Showing papers by "Gérard Duc published in 2002"

Shoot control of root development and nodulation is mediated by a receptor-like kinase

Abstract: In legumes, root nodule organogenesis is activated in response to morphogenic lipochitin oligosaccharides that are synthesized by bacteria, commonly known as rhizobia. Successful symbiotic interaction results in the formation of highly specialized organs called root nodules, which provide a unique environment for symbiotic nitrogen fixation. In wild-type plants the number of nodules is regulated by a signalling mechanism integrating environmental and developmental cues to arrest most rhizobial infections within the susceptible zone of the root. Furthermore, a feedback mechanism controls the temporal and spatial susceptibility to infection of the root system. This mechanism is referred to as autoregulation of nodulation, as earlier nodulation events inhibit nodulation of younger root tissues. Lotus japonicus plants homozygous for a mutation in the hypernodulation aberrant root (har1) locus escape this regulation and form an excessive number of nodules. Here we report the molecular cloning and expression analysis of the HAR1 gene and the pea orthologue, Pisum sativum, SYM29. HAR1 encodes a putative serine/threonine receptor kinase, which is required for shoot-controlled regulation of root growth, nodule number, and for nitrate sensitivity of symbiotic development.

Combinatorial variation in coding and promoter sequences of genes at the Tri locus in Pisum sativum accounts for variation in trypsin inhibitor activity in seeds.

Abstract: Cultivars of Pisum sativum that differ with respect to the quantitative expression of trypsin/chymotrypsin inhibitor proteins in seeds have been examined in terms of the structure of the corresponding genes. The patterns of divergence in the promoter and coding sequences are described, and the divergence among these exploited for the development of facile DNA-based assays to distinguish genotypes. Quantitative effects on gene expression may be attributed to the overall gene complement and to particular promoter/coding sequence combinations, as well as to the existence of distinct active-site variants that ultimately influence protein activity. Electronic supplementary material to this paper can be obtained by using the Springer LINK server located at http://dx.doi.org/10.1007/s00438-002-0667-4.

Mapping of the nodulation loci sym9 and sym10 of pea (Pisum sativum L.)

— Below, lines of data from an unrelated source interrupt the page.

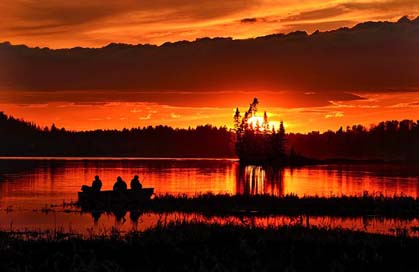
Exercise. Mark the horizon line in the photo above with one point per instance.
(197, 39)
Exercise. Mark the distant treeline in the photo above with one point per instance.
(20, 138)
(389, 140)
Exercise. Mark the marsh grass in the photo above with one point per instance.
(181, 246)
(224, 204)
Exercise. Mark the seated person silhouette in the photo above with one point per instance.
(135, 183)
(96, 186)
(119, 185)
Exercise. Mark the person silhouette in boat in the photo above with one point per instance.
(119, 185)
(135, 183)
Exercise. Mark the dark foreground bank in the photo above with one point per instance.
(200, 247)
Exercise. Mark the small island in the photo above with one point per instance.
(259, 142)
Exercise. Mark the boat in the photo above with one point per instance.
(112, 199)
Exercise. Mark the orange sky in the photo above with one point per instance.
(94, 23)
(79, 116)
(62, 24)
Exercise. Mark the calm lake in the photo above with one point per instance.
(29, 185)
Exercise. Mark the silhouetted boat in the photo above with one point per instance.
(115, 199)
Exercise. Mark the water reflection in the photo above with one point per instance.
(34, 183)
(253, 180)
(104, 223)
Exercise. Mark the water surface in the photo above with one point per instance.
(29, 186)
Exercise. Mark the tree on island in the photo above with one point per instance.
(255, 140)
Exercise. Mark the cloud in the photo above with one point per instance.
(293, 70)
(337, 114)
(248, 20)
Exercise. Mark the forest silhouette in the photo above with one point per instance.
(387, 140)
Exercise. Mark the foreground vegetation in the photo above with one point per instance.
(200, 247)
(226, 205)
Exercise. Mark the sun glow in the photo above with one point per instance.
(257, 123)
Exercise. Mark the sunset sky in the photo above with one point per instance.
(96, 23)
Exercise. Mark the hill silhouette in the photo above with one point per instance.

Abstract: Several mutants defective in the nodulation process during rhizobial or endomycorrhizal endosymbiosis of pea have been identified previously. We have integrated the map positions of two such nodulation mutations, sym9 and sym10, into the molecular map of pea by applying molecular-marker techniques combined with bulked segregant analysis (BSA). Lines P2 and P54 were found to carry alleles of sym9, line P56 carried an allele of sym10. F2 populations were derived from crosses of P2, P54 and P56, to JI281 and JI15, two of the parental lines that have been used previously to generate a molecular map of pea. sym9 was located on linkage group IV by AFLP-BSA analysis and subsequently mapped by RFLP in both F2 populations, P2 × JI281 and P54 × JI281. RFLP-BSA analysis was applied to assign sym10 to linkage group I. The RFLP marker locus, chs2, co-segregates with sym10 in the F2 population of P56 × JI15.